The Ideas To Improve Postnatal Care
- ‘Community Hubs’ where antenatal, postnatal, and lots of different professionals work together. If you know anything about ‘Sure Start’ centres, it’s kind of like that. The idea is ‘one stop shops’ for women will improve access to care
- Continuity of care, just like in the antenatal period, will have a massive impact postnatally too
- Just like with antenatal appointments, postnatal care should get an extra 10 minutes per visit too!
- Again, more use of voluntary organisations and peer support
- Better multidisciplinary training
All these sound like amazing plans, but I can almost hear midwives and students shouting BUT HOW?!!
I know, some of this is going to be incredibly difficult to achieve, especially as the numbers of midwives and other staff aren't set to be increased by much. It's a reshuffle, rather than a restock.
The answer seems to be: we'll achieve this through very careful strategic planning.

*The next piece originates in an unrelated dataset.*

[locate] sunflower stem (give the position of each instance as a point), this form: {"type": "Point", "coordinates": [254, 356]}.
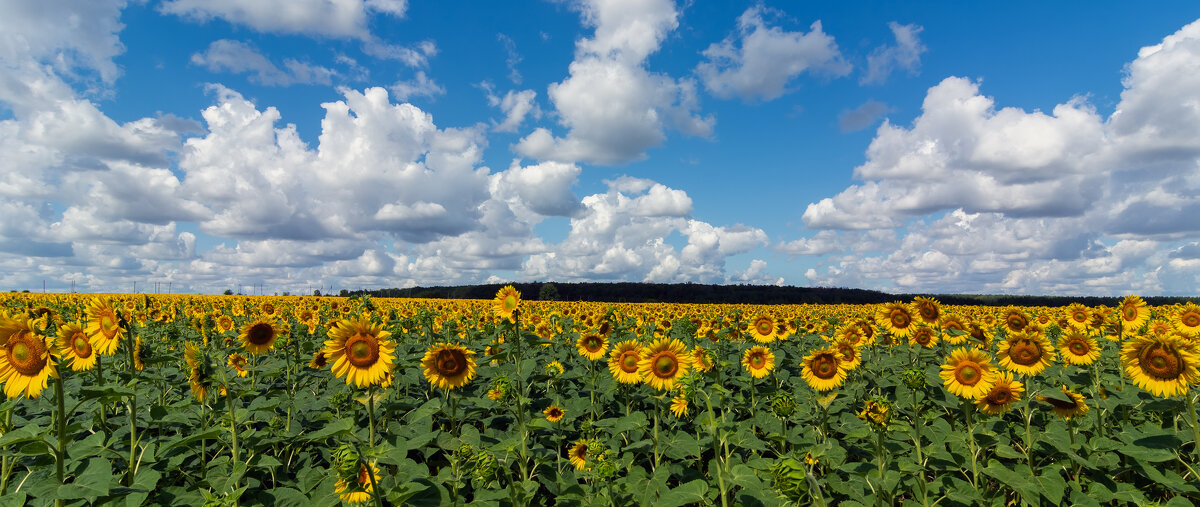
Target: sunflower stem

I'm going to round off on the most interesting quote from the review, on individualised care:
Choices being made available to all woman in terms of antenatal care and postnatal care; and of the type and place of birth (i.e. homebirth; in a midwifery unit; or in an obstetric unit in hospital) even if it means crossing traditional boundaries.
This involves low-risk units being flexible about having women with more complicated identified medical stuff going on. Fascinating, and surely a 'moment' for women's rights?

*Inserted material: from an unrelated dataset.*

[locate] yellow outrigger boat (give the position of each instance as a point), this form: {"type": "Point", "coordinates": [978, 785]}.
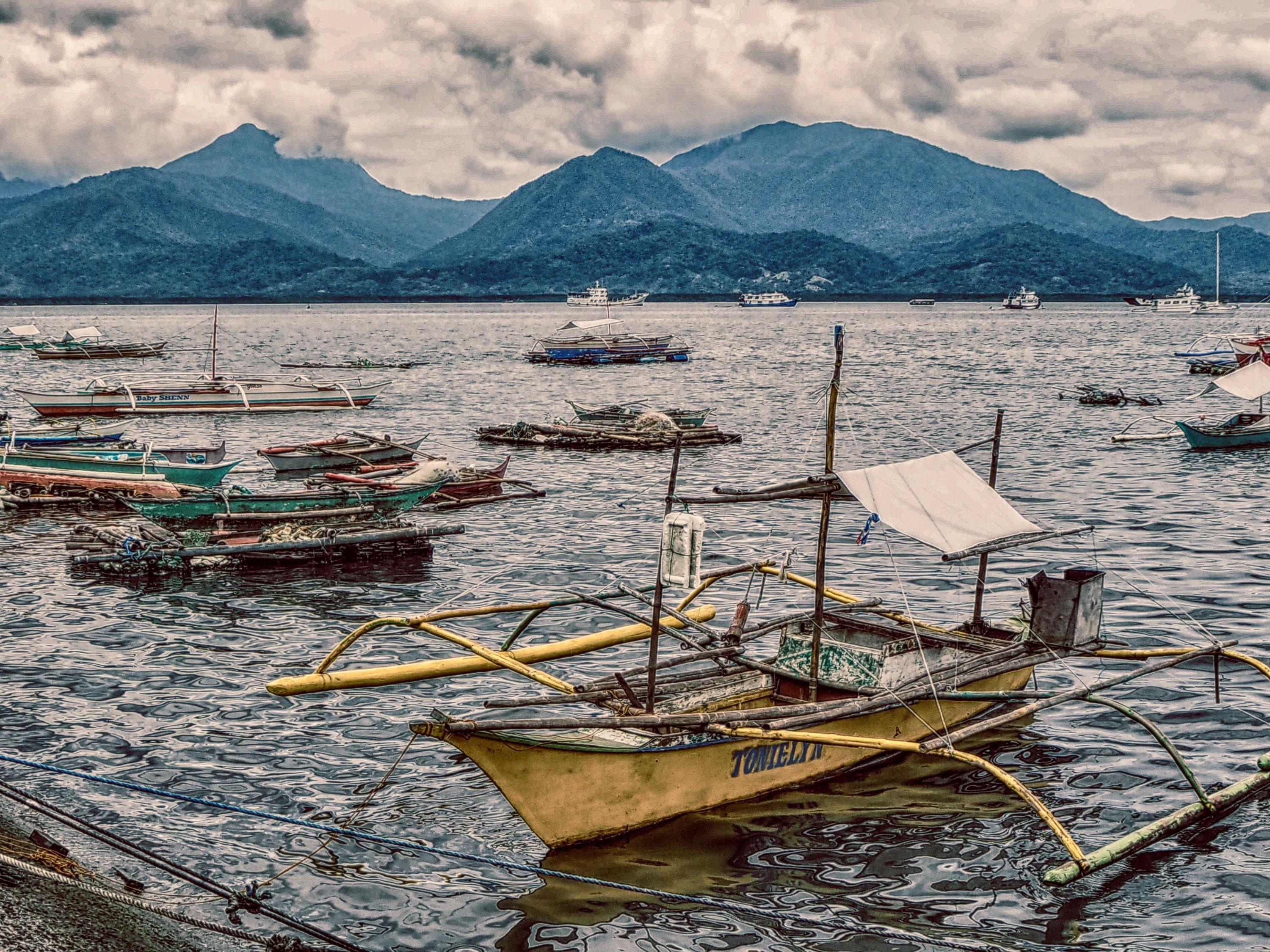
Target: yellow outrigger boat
{"type": "Point", "coordinates": [851, 682]}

Now I would love to hear from you. Leave me a comment, it makes my day 😉
Do you think the Maternity Care Budget is a good thing for women, or is it a step towards the NHS being privatised?
Do you think the caseload model is an amazing suggestion, or do you think it's unachievable?
We'd love to hear your wisdom.
Thanks so much for reading, I think each and every one of you is the bomb for being here and caring so much for women and babies. I hope you had an amazing Easter, and your chocolate stash reflected your brilliance.